# Fiberglass repairs



## Byronwhitfield (May 11, 2011)

Hi guys
I have a stealth supalite x and have couple cracks in the hull were the bottom and the top of the kayak join. Would any of you guys know of a place that will do Fiberglass repairs on the Gold Coast? 
Thanks Byron


----------



## Guest (Dec 26, 2012)

Comment removed


----------



## Byronwhitfield (May 11, 2011)

Thanks guys for the info. Got the yak second hand and couple of the previous repairs seem to be failing again. So like to get it done by someone who has a better idea than me. I have repaired a small crack on the interior but that was just simple Fiberglass job. Will post some pics of the cracks. Wouldn't of helped that I got rolled by pretty big swell the other day. Think yak took big hit.
Thanks again Byron


----------



## CET (Dec 19, 2012)

I did a fibreglass course. A lot of the participants were people who wanted to learn how to repair their fibreglass boats, including me.
However we were advised that repairing fibreglass with fibreglass is not the best way to go as fibreglass does not adhere to fibreglass very well.

Filling cracks with products such as araldite ( the course I did was about 30 years ago so there may be better products on the market now) would work much better and easy to apply yourself.

It might be an idea to do a Google search to find out what is out there.

Pete


----------



## pcbang (Dec 4, 2012)

Hey mate, Repairs arnt too Expensive, i just had my dorado fixed in sydney. i paid a little over $200 for 2 main repairs, i had a hole in the gelcoat and at the back were the gel coat came off due to dragging it through the sand,
Though ppl say if it doesnt leak dont worry but if the Water can get in between the gelcoat and the fibre glass and doesnt dry out properly u will get what they call Osmosis were the dampness stays in the hull and some time down the track more gel coat will start peeling off this is the worst case scenario. only really hapends to boats that are moored permanatly, but Weird things do happen
i suggest getting it repaired or having a go yourself i was going to do it myself but materials was going to cost me $150 and for an xtra $50 bucks i though bugger it!! ill pay it and get her done


----------



## stealthdes (Nov 11, 2009)

Hey Byron,
I have used Tweed Fibreglass for most of our repairs, and have been very happy with their work and price. I just wish that they weren't so far away from me. Their no. 07 5524 4643.


----------



## pcbang (Dec 4, 2012)

CET said:


> I did a fibreglass course.

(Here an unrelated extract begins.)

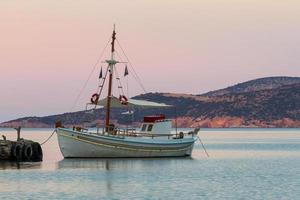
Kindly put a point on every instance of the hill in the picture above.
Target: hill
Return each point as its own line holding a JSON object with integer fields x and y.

A lot of the participants were people who wanted to learn how to repair their fibreglass boats, including me.
> However we were advised that repairing fibreglass with fibreglass is not the best way to go as fibreglass does not adhere to fibreglass very well.
> 
> Filling cracks with products such as araldite ( the course I did was about 30 years ago so there may be better products on the market now) would work much better and easy to apply yourself.
> ...


Mate that was the case back then, But now they have created a Polyester Base fibreglass, But most kayaks are made out of Epoxy resin which is different again back in the day fibreglass used to be Very brittle due to the fact the hardner they used, wasnt very good and this is why alot of fibreglass has "Voids" in them which are dry spots in the glass. they used expoxy ( Arildite ) to do repairs but they then relized it was Hard work getting it back into shape as the epoxy created Hard spots blah blah blah, But now they have perfected the glass using mostly epoxy resin, and polyester which used a catylyst as a hardner which is alot user friendly and easier to use.
anyway this is just my experience with fibreglass, some may or may not agree, but i m apanel beater by trade and have done ALOT of fibreglass repairs


----------



## Qyak (Sep 5, 2012)

Could try epoxy, microspheres and a hardner mix...


----------



## Guest (Dec 27, 2012)

Which area of the Goldie do you live Byron?


----------



## DennisT (Jan 2, 2012)

Head to the Gold Coast Marina - a lot of guys that fix boats are willing to fix yaks.

Good thing about them is they price small jobs quite well. Alternatilvely any surfboard repair shop will be able to - but they might be expensive.

I hope you got a few nibbles out there before you got rolled at least -


----------



## PalmyMick (Nov 22, 2007)

Hey mate , there is a place down tweed heads way. Tweed heads fibreglass , they are off Greenaway drive , enterprise ave. good work and good prices. Cheers mick


----------